Houston is the media’s favorite to land Carmelo Anthony for the second straight offseason, but we have seen this story before. Last season, the Rockets all but traded for Melo in a three-team trade that would have sent Ryan Anderson to Portland and a package including Moe Harkless and picks to New York.
This year, things are different as Oklahoma City is looking to dump Melo’s contract to save over $100 million on the payroll and if Melo were to become a Rocket, it would only be for about $4-5 million.
In response to Darren’s article earlier this week about the Rockets being the favorites for Melo, here are some of the reactions.
July 9, 2018
Poison ☠️— e (@EricJsaint) July 9, 2018
There were some positive comments about the prospects of Melo joining the Rockets, but the negative comments outnumbered the positive ones by a good margin. That being said, I stand on the side of positive-indifferent when it comes to the idea of Melo becoming a Rocket. I’m not begging and pleading that the Rockets sign him, but I think it is the best move Houston can make right now.
Trevor Ariza and Luc Mbah a Moute are gone. Those ships have sailed. I wish the Rockets kept them, Daryl Morey wishes the Rockets kept them, everyone and their grandmother wishes the Rockets could have retained them, but the Rockets did not and have to move on.
Now, among the current free agents, name one that you would rather have over Melo. I’ll play the Jeopardy! theme for you so you can properly make that decision.
Now that you’ve played that whole video for ten hours, I’m sure you’ve finally come to the conclusion that there is no better option on the market currently.
The one person that probably came up as a potential alternative was James Ennis. Yes, Ennis is probably a better defender than Melo, but he is probably more likely of signing a minimum deal as opposed to one with the mid-level exception, which the Rockets would look to sign Melo with. I don’t think the possibility of signing both Melo and Ennis has been ruled out by the Rockets.

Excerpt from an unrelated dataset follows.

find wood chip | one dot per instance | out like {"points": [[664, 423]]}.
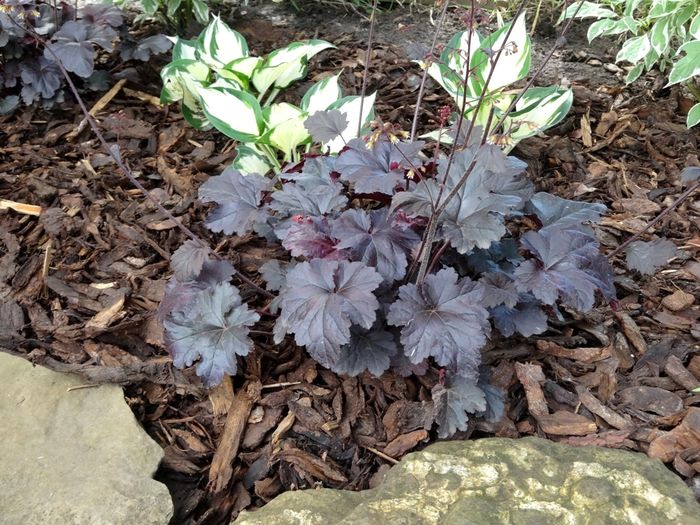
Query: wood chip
{"points": [[221, 469], [585, 355], [675, 370], [611, 417], [631, 330]]}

I can also understand the caution from fans last season for not wanting Melo at the price he was at. But now, his price is much cheaper than what it was a year ago. Anthony averaged 16.2 points per game, a career-low, and he ranked 43rd in points per game in the league this season. The next highest free agent scorer is Rodney Hood, who ranked 54th last season.

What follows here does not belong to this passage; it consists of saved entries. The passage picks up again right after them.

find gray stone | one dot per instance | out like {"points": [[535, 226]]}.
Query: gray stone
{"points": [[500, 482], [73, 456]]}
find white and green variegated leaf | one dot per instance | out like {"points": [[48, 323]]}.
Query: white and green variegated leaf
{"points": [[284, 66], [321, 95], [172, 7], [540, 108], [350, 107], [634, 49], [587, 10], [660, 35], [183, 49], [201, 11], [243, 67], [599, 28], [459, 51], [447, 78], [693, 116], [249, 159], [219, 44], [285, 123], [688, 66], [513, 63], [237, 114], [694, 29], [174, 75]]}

You won’t get a better scorer on the open market than Melo, even if he was a fraction of what he once was. I would rather have a fraction of Melo than what is left in free agency right now.

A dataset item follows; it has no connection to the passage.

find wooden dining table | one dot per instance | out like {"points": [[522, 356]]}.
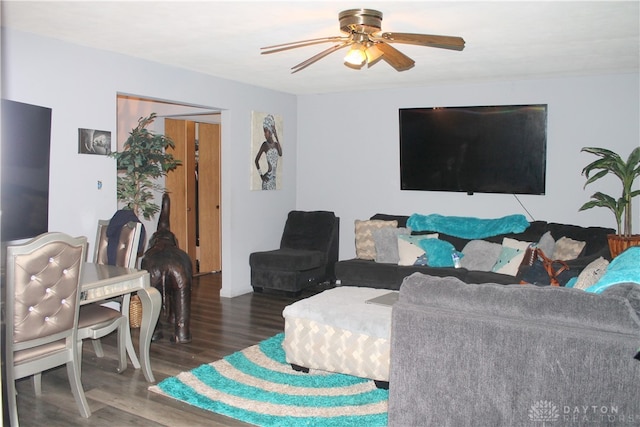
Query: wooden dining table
{"points": [[100, 282]]}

I also think the system fit for Melo in Houston is better than what he was trying to fit in OKC. Westbrook would push him out of rhythm and it led to his poorest shooting percentage of his career, 40.4 percent. However, Mike D’Antoni’s system is going to give Melo more looks from beyond next season and he already has a developed chemistry with Chris Paul, the one guy that made all of his teammates around him so much better. I think CP3 can have a similar effect on Melo like he did with James Harden, P.J. Tucker and Clint Capela, all of whom had career years last season in their first year playing with Paul.
With Melo, I don’t think there is a huge risk to be taken. This reminds me slightly of when the Rockets traded for Ty Lawson back in 2015. The team had to do it because there was no reason not to. The Rockets gave away peanuts for him, and even though the Lawson experiment was a complete failure, it is not like the Rockets lost much because they traded for him.
Melo is the same thing. The Rockets are going to bring him in for peanuts. There is a chance that this thing bombs out and goes the opposite way the Rockets intend it to go, but at this point, they don’t have a better move they can make and they don’t have much, if anything, to lose.